The CRISP-DM process proceeds in the following order: (1) business understanding → (2) data understanding → (3) data preparation → (4) modeling → (5) evaluation → (6) application. Figure 1 CRISP-DM
I would like to introduce what I have thought about these things. Since it is Part 1, I will introduce it multiple times.
The challenge in this competition is to predict the price of a home.
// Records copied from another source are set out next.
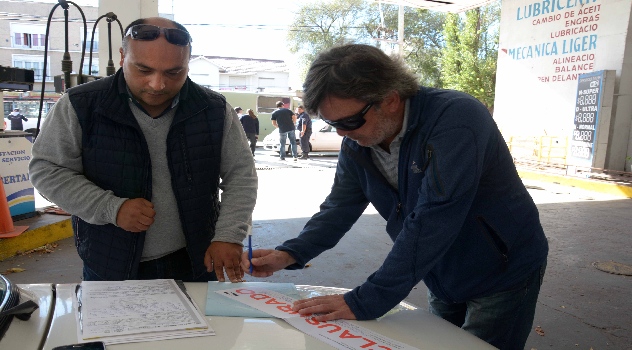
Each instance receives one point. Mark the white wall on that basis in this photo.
(204, 72)
(544, 46)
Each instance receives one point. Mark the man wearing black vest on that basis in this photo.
(285, 120)
(139, 158)
(16, 119)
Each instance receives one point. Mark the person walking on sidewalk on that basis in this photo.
(250, 124)
(285, 120)
(16, 119)
(304, 126)
(139, 158)
(437, 169)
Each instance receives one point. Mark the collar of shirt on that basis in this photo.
(387, 162)
(174, 102)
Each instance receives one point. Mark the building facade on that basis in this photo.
(23, 27)
(239, 74)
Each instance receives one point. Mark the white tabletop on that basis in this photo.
(414, 327)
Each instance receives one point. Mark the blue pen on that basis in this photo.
(250, 251)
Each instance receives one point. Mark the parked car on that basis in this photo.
(324, 139)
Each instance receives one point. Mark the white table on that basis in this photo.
(414, 327)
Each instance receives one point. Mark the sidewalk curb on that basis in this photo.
(34, 238)
(586, 184)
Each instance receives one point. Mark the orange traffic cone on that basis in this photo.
(7, 229)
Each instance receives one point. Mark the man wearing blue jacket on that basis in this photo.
(435, 166)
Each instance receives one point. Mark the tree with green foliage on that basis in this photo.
(423, 40)
(324, 24)
(470, 52)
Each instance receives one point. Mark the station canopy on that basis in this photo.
(453, 6)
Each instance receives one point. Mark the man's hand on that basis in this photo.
(266, 261)
(329, 307)
(135, 215)
(222, 256)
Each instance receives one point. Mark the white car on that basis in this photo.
(53, 323)
(324, 139)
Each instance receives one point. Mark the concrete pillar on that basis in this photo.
(126, 11)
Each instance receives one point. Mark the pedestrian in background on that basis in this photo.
(250, 123)
(285, 120)
(139, 157)
(304, 126)
(437, 169)
(16, 119)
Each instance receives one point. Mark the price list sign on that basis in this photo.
(587, 105)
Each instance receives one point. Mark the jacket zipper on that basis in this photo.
(495, 241)
(185, 159)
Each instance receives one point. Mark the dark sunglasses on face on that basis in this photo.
(148, 32)
(350, 123)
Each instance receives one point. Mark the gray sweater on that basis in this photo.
(56, 171)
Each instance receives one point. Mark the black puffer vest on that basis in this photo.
(116, 158)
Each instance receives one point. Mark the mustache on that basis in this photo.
(155, 92)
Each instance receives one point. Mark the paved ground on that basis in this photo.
(579, 307)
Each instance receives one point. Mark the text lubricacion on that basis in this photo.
(572, 47)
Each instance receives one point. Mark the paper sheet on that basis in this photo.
(219, 305)
(340, 334)
(128, 311)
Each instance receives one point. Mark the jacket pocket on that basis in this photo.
(496, 242)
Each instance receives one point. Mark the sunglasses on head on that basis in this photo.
(148, 32)
(350, 123)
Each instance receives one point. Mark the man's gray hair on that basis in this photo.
(356, 71)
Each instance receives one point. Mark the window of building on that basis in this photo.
(34, 62)
(28, 36)
(95, 66)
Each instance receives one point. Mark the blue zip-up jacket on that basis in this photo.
(461, 219)
(116, 157)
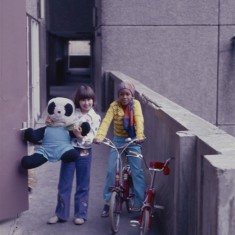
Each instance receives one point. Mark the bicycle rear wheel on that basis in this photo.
(144, 226)
(115, 210)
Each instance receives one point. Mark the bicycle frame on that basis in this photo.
(121, 191)
(145, 220)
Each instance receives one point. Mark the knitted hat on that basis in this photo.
(126, 85)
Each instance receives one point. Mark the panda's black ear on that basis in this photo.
(68, 110)
(51, 108)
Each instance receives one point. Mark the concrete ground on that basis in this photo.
(42, 200)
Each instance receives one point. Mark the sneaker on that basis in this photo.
(136, 209)
(55, 219)
(79, 221)
(105, 212)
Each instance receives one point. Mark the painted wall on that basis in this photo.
(181, 49)
(13, 105)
So I imagined what factors would affect the price of a house.
==================== Imagination below ==================== ** Generally "location" Close to urban areas and train stations, convenient transportation, luxury homes ** ** "House size" Site area, number of floors, building size ** ** "Included" with pool, tennis court, etc. ** ** I feel that "new construction" or "used" is quite important (how old is important?) ** ** I think that "quality" is an important factor for materials. ** **
Finally we will look at the contents of kaggle
# 1-1.Read data
df_train = pd.read_csv('/kaggle/input/house-prices-advanced-regression-techniques/train.csv')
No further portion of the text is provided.